One word that best describes how you work.
Persistence — although my partners would probably say chaotic.
What apps/software/tools can’t you live without?
Since it keeps coming back to my phone every time I delete it, it must be Twitter, which I use a lot to communicate with our passionate community. The same goes for various software development products. Every time I believe I’m done being a software developer, I end up coming back and writing a little bit of code.
What’s your smartest work-related shortcut or productivity hack?
Eight hours of sleep.
What are you currently reading?
I’m a lover of books. hardcopy and old-school. I recently finished “It Doesn’t Have to Be Crazy at Work” by Jason Fried and David Heinemeier Hansson, and enjoyed their mashup of Scandinavian and North American values for running a business. “Superintelligence” by Nick Bostrom and “The Master Algorithm” by Pedro Domingos are also great books for a deeper understanding of what AI/Machine Learning actually is.
What’s the best advice you’ve ever received?
“Assume positive intent”
Something you do better than others – the secret of your success?
Being obsessed with building something relevant, rather than being obsessed with growth.

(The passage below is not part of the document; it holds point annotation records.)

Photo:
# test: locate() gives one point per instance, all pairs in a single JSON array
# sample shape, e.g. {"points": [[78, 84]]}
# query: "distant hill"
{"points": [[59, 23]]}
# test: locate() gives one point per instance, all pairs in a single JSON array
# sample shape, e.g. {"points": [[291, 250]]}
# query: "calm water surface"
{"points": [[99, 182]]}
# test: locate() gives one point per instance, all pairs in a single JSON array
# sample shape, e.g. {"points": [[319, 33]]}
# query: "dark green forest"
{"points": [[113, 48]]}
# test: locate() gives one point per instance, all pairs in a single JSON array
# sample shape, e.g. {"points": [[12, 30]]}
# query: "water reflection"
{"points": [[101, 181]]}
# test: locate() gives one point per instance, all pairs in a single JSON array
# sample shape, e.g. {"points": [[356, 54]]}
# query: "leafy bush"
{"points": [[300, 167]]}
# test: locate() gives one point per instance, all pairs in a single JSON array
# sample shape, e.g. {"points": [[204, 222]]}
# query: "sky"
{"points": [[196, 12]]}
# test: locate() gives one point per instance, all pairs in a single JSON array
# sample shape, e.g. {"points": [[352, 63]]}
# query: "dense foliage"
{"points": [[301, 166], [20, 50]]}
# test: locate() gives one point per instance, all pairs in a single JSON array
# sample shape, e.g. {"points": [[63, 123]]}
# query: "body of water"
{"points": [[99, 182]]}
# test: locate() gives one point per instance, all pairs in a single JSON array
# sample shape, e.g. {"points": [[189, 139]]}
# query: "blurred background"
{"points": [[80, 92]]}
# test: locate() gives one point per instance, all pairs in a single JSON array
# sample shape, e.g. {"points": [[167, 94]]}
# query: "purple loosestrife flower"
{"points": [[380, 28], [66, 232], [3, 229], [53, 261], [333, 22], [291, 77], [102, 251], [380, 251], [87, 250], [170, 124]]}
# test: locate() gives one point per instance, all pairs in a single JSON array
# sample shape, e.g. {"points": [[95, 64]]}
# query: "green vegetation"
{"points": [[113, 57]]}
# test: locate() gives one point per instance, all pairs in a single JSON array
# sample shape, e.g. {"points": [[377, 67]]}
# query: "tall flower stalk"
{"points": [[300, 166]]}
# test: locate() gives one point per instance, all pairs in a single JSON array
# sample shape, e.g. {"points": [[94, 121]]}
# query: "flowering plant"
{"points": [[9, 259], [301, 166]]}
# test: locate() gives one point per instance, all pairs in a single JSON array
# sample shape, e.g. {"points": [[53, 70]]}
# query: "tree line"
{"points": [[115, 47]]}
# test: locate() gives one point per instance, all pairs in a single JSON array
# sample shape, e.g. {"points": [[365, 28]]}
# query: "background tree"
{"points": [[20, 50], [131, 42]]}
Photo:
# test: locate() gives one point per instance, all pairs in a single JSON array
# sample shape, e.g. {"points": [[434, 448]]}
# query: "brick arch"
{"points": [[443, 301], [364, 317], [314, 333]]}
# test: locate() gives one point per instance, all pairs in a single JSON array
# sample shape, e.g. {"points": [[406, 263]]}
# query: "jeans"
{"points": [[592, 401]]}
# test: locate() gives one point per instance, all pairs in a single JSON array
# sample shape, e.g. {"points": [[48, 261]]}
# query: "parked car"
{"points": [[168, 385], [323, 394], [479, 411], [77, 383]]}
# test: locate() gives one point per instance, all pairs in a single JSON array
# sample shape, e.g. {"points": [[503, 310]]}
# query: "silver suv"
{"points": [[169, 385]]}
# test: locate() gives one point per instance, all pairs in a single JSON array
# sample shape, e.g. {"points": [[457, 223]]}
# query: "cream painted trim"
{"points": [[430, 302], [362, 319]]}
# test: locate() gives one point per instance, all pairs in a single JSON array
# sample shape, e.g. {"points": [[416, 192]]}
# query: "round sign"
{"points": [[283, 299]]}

Tag the one person (or more) in the industry whose answers to these questions you would love to read:
Thank you, Niels! That was fun and hope to see you back on MarTech Series soon.
Niels Hartvig is the founder and chief executive officer (or chief unicorn) of Umbraco, an open source CMS built on the Microsoft .NET platform. Hartvig considers himself a software designer, focused on building great software that excites people. He was named a Microsoft Most Valuable Professional (MVP) in 2014, 2015 and 2016.
Umbraco is an open source CMS built on the Microsoft .NET platform. Often referred to as the “Friendly CMS,” Umbraco gives developers the flexibility and freedom to build website, apps and other solutions with the look and features they want, while enabling editors and content creators to easily and quickly get content in front of their customers as quickly as possible. Created in 2005 by Danish developer Niels Hartvig, Umbraco also offers the Umbraco Cloud, providing all-in-one Azure hosting and predictability in cost, performance and time. More Than 500,000 websites run live on Umbraco CMS and the Umbraco Cloud, supported by more than 220,000 very active Umbraco community members.
The MTS Martech Interview Series is a fun Q&A style chat which we really enjoy doing with martech leaders. With inspiration from Lifehacker’s How I work interviews, the MarTech Series Interviews follows a two part format On Marketing Technology, and This Is How I Work. The format was chosen because when we decided to start an interview series with the biggest and brightest minds in martech – we wanted to get insight into two areas … one – their ideas on marketing tech and two – insights into the philosophy and methods that make these leaders tick.